Caroline Muegge

Alexander Kluge, “Der Luftangriff auf Halberstadt am 8. April 1945”

 

 

In his article, Walter Pape is interested in whether the war and “speziell der Bombenkrieg überhaupt” can be expressed in words, and states that this is really an aesthetic question, a question of “Wahrnehmung und der (perspektivischen) Darstellung.”  He wants to show that “Bilder bezeichnungsweise die Kategorie der ‘Anschaulichkeit’ gerade dann im historischen oder autobiographischen Erzählen eine bedeutende Rolle spielen kann, wenn die Sinngebung nur schwer über narrative Strukturen vermittelbar ist (184).”  Both of the authors that Pape examines, Bernhard and Kluge, were directly affected by the air raids, wrote about their experiences thirty years after they occurred, and make “die menschliche Wahrnehmung” a central focus of their work.  While Bernhards Ursache shows how perception and experience of the attacks and “Subjektbildung” are causally placed on top of each other, Kluge’s text clarifies the complicated network of perceiving and representing historical reality.  Pape says that Kluge does not just depict the perceptual situation for the reader, but also the process of cognition.  Citing the opening example of Frau Schrader, he shows how her senses are not attuned to the event, how she has not registered the reality of the bombing.  Kluge points many times in his text to the problem of appearance.  This access to the cognition of the characters, and the attempt to express it to the reader, who as non-participant does not have the same cognitive horizon as the character, results in a seemingly inappropriate reaction on the part of the character.  This discrepance results in “das bekannte Phänomen des Grotesken und der Komik“ (187).   Kluge also shows how a foreign, violent, unforeseen sensation disturbs the interplay of (Kant’s three) analogies (Substanz, Kausalität, Koexistenz).  He depicts experiences that are beyond human experience, yet succeeds visually and perspectively in creating a narrative “jenseits von Klischees” (188).  Just as Kluge tries to recreate the immediacy of cognition in his narration, the other materials in the text also speak directly to the reader: the quoted interview from 1952, photos, maps, and technical drawings.  “All das summiert sich zu einem Angebot an die Sinne des Lesers, an die Seelen-Tätigkeit der Analogien der Erfahrung” (188).  

 

In his article, Andreas Huyssen seeks to explain the recent German peace movement and how the German response to the Iraq war is set apart from massive opposition across Europe, namely that it “displays a curious mix of memory and forgetting” (163).  Huyssen argues that we are seeing “a kind of time-space expansion”: the present is expanded and the past looms large.  He asks what the nature of this time-space expansion is, what pasts are chosen to be incorporated into the present, and who does this choosing. 
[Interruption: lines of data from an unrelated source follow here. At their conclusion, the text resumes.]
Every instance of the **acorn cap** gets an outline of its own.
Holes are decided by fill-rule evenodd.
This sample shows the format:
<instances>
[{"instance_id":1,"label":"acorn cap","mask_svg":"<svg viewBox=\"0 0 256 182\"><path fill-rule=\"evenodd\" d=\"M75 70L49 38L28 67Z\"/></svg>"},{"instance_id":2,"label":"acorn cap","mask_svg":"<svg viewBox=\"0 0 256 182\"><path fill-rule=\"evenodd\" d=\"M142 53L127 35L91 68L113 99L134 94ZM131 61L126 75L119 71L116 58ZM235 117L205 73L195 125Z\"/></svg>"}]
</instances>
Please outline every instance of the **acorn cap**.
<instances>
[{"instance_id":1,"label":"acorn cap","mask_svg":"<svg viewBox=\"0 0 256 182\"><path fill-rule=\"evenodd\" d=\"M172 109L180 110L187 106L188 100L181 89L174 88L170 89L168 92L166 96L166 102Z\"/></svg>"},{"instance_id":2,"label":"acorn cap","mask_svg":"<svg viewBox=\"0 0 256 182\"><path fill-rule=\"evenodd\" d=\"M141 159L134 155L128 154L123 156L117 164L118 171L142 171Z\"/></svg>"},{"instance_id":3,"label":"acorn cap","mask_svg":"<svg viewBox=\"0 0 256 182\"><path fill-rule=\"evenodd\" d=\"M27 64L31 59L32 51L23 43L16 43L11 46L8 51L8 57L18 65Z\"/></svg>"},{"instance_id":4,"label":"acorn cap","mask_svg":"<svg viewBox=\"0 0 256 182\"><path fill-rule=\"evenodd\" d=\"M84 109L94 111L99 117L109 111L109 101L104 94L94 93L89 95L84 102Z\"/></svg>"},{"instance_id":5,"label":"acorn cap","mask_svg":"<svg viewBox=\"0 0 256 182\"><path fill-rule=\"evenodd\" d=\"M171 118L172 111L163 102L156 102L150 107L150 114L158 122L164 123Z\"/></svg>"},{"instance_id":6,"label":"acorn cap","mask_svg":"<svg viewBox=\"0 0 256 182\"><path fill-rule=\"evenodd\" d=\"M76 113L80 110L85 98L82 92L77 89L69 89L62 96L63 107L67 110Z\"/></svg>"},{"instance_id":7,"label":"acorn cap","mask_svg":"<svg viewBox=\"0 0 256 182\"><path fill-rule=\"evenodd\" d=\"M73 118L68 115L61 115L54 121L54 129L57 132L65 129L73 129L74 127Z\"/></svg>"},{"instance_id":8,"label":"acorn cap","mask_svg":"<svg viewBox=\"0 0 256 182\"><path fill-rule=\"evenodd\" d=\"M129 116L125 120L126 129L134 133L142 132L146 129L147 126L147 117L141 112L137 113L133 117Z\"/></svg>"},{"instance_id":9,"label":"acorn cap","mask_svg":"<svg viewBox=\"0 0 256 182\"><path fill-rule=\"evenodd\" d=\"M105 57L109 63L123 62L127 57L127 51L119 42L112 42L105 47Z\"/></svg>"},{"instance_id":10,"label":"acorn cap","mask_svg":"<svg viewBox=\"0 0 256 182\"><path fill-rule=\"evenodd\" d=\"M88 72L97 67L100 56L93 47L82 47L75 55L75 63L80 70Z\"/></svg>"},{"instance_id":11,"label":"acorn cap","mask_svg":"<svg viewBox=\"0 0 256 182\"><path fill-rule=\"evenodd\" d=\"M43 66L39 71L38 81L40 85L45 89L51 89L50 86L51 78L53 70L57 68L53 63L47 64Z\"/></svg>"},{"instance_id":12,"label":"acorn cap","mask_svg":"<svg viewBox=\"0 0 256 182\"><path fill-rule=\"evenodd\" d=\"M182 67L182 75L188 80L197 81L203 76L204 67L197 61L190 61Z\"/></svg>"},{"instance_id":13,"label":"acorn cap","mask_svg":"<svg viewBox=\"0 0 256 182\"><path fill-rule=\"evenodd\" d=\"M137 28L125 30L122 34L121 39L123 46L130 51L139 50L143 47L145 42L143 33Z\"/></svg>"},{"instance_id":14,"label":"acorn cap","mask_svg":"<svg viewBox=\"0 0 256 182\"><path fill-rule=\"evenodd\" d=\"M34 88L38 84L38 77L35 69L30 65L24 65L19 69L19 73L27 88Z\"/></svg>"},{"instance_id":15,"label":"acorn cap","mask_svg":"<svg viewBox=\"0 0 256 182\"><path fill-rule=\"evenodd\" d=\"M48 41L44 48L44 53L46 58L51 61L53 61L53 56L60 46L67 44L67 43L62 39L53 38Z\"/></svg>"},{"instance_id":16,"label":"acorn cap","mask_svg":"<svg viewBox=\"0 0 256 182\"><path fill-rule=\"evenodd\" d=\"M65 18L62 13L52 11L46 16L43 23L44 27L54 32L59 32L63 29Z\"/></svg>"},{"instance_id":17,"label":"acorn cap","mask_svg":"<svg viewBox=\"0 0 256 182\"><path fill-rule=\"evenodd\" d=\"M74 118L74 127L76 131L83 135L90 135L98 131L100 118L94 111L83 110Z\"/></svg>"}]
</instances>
In examining the German peace movement of 2003, Huyssen notes that “for the first time, the peace movement bolstered its positions by referring directly to the experience of the strategic bombings of German cities in World War II” (164).  He points to the publication of Jörg Friedrich’s Der Brand in 2002 as an explanation of the altered memoryscape.  Huyssen argues that Friedrich structured his book similarly to Kluge’s, in that space rather than time organizes the material.  Kluge contrasted the strategy from above (production of flyers and bombs) with the strategy from below (trying to find safe shelters, surviving the fires), rather than narrating his story chronologically.  Huyssen also states that the text-image montages “operate at a documentary level, but are clearly intended to generate a strong affective response,” making “the borders between past and present more fluid, as if one shared the experience itself” (170).  Although this is a criticism of Friedrich rather than Kluge, who, according to Huyssen, maintains distance in his writing, it is worth asking what the relationship between past and present is in Kluge’s text.  And while Huyssen believes Kluge to distance himself from the reader, Pape argues that Kluge’s text is all about its immediacy to the reader.  Thus, how should we approach this distance/immediacy dynamic in Kluge’s text and how do the images play into this tension? 

 

 

Huyssen, Andreas.  „Air War Legacies: From Dresden to Baghdad.“  New German Critique 90 (2003): 163-176.

                                           

Pape, Walter.  „Mich für mein ganzes Laben verletzendes Geschehen als Erlebnis“: Die Luftangriffe auf Salzburg (1944) in Thomas Bernhards Die Ursache und Alexander Kluges Der Luftangriff auf Halberstadt am 8. April 1945.” Amsterdamer Beiträge zur Neueren Germanistik 60 (2006): 181-197.